Por José Gregory De La Cruz, Arquitecto
La República Dominicana se encuentra nuevamente de luto. La tragedia ocurrida en el centro de entretenimiento Jet Set no solo ha cobrado vidas; ha expuesto fallas profundas en nuestro sistema de gestión urbana y respuesta institucional.
El siniestro en Jet Set, que se perfila como una de las tragedias con mayor número de fallecidos en un centro de entretenimiento nocturno a nivel mundial en los últimos años, nos obliga a mirar más allá del dolor: a cuestionar las estructuras físicas y administrativas que deberían protegernos.
Estas muertes no fueron obra del destino. Ocurrieron en contextos donde la inspección, el mantenimiento y la regulación han sido históricamente postergadas. Y cuando el Estado no cumple su función de vigilancia y prevención, lo que colapsa no es solo una estructura: es la garantía básica de protección ciudadana.
La respuesta estatal posterior al desastre ha evidenciado una preocupante falta de eficiencia y operatividad. La escasez de equipos adecuados y la limitada capacidad de respuesta han retrasado las labores de rescate. Además, la ineficiencia en el proceso de entrega de los cuerpos ha sumido a las familias en una espera angustiosa, agravada por la falta de instalaciones adecuadas para el manejo de los cadáveres, lo que ha generado condiciones insalubres y un profundo desgaste emocional.
La seguridad estructural no puede quedar a discreción del sector privado.
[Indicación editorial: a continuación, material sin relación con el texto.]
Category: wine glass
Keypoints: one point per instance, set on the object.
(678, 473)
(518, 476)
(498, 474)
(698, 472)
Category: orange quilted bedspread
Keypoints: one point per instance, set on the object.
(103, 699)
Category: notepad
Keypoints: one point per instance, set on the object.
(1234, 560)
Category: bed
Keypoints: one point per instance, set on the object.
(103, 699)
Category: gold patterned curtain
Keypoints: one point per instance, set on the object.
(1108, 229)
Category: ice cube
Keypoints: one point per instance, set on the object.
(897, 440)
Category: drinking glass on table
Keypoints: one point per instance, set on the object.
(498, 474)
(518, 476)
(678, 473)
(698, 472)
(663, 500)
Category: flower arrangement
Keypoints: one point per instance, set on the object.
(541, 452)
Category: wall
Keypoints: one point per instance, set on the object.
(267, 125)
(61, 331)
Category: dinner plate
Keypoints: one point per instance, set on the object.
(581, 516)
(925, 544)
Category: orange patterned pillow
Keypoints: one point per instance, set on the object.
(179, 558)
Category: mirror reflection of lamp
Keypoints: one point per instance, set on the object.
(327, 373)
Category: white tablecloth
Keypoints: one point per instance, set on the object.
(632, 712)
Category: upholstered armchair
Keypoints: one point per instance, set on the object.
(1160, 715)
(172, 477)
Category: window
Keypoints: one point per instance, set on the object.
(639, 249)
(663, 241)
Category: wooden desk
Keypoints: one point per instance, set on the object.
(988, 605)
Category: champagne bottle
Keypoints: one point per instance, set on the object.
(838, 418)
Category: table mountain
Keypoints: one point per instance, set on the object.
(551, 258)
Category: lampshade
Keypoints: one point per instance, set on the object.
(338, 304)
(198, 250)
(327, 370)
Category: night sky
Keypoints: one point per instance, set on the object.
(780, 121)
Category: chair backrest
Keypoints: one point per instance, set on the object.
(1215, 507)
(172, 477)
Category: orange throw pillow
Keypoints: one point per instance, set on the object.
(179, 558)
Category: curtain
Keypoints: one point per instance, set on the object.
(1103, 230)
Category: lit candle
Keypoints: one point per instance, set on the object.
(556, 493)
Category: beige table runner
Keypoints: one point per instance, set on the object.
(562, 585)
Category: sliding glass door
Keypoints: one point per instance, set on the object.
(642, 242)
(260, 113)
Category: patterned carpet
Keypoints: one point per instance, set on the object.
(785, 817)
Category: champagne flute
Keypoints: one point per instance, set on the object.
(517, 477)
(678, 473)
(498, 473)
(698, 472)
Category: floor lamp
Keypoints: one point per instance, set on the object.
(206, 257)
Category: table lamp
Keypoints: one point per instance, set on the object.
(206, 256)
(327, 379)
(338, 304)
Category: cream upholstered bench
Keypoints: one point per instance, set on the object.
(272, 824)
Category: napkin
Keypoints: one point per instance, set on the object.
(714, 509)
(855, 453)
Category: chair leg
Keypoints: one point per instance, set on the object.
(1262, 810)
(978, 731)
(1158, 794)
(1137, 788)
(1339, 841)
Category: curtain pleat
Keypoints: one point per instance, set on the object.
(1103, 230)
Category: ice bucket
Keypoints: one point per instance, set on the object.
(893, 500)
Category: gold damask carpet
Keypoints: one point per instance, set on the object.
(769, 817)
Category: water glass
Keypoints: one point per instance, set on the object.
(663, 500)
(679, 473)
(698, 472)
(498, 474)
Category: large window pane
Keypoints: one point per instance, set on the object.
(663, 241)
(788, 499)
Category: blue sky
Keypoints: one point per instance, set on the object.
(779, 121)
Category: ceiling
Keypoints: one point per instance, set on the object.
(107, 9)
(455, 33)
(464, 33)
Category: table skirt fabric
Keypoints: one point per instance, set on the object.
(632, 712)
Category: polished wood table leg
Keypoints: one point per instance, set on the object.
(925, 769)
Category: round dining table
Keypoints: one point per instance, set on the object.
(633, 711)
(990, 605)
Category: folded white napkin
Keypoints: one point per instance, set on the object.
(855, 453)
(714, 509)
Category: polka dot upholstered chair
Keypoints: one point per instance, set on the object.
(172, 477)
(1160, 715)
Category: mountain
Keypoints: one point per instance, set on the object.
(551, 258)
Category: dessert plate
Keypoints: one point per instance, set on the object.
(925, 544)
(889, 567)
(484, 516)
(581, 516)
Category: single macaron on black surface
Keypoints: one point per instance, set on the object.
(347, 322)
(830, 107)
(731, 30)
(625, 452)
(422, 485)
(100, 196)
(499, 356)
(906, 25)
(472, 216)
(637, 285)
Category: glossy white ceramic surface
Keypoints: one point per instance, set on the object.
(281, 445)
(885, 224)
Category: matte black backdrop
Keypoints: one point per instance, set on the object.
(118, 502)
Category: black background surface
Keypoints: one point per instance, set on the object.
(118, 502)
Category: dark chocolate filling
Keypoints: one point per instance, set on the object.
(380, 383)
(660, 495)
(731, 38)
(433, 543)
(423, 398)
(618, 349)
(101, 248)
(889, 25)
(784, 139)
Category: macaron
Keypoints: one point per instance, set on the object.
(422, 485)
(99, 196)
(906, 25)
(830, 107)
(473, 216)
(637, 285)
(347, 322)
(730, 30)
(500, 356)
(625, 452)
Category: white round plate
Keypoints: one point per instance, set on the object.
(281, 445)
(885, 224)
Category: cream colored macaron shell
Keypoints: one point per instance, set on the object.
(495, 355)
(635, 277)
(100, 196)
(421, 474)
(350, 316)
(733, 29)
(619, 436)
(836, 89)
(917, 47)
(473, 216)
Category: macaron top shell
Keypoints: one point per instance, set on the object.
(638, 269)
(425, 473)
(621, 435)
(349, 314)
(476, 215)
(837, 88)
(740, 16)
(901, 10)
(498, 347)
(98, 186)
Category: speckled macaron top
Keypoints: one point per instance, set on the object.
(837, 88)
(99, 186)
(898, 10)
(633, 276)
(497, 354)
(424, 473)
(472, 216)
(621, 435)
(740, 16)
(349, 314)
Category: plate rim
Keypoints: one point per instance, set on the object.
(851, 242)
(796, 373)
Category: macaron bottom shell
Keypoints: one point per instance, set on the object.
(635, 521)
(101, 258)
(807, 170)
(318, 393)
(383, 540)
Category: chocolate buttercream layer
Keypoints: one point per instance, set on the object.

Es deber del Estado dominicano establecer, aplicar y hacer cumplir normas con rigurosidad técnica. La prevención no es un gesto simbólico; es una acción concreta que salva vidas.
Este no es un texto para señalar culpables individuales. Es una invitación urgente a la transformación institucional. Porque honrar a las víctimas no es solo recordarlas: es impedir que su historia se repita.
Que este luto colectivo se transforme en conciencia. Y que la conciencia impulse un compromiso: construir no es solo levantar paredes, es sostenerlas. Y estar preparados para responder rápida y eficazmente, cuando todo lo demás falla.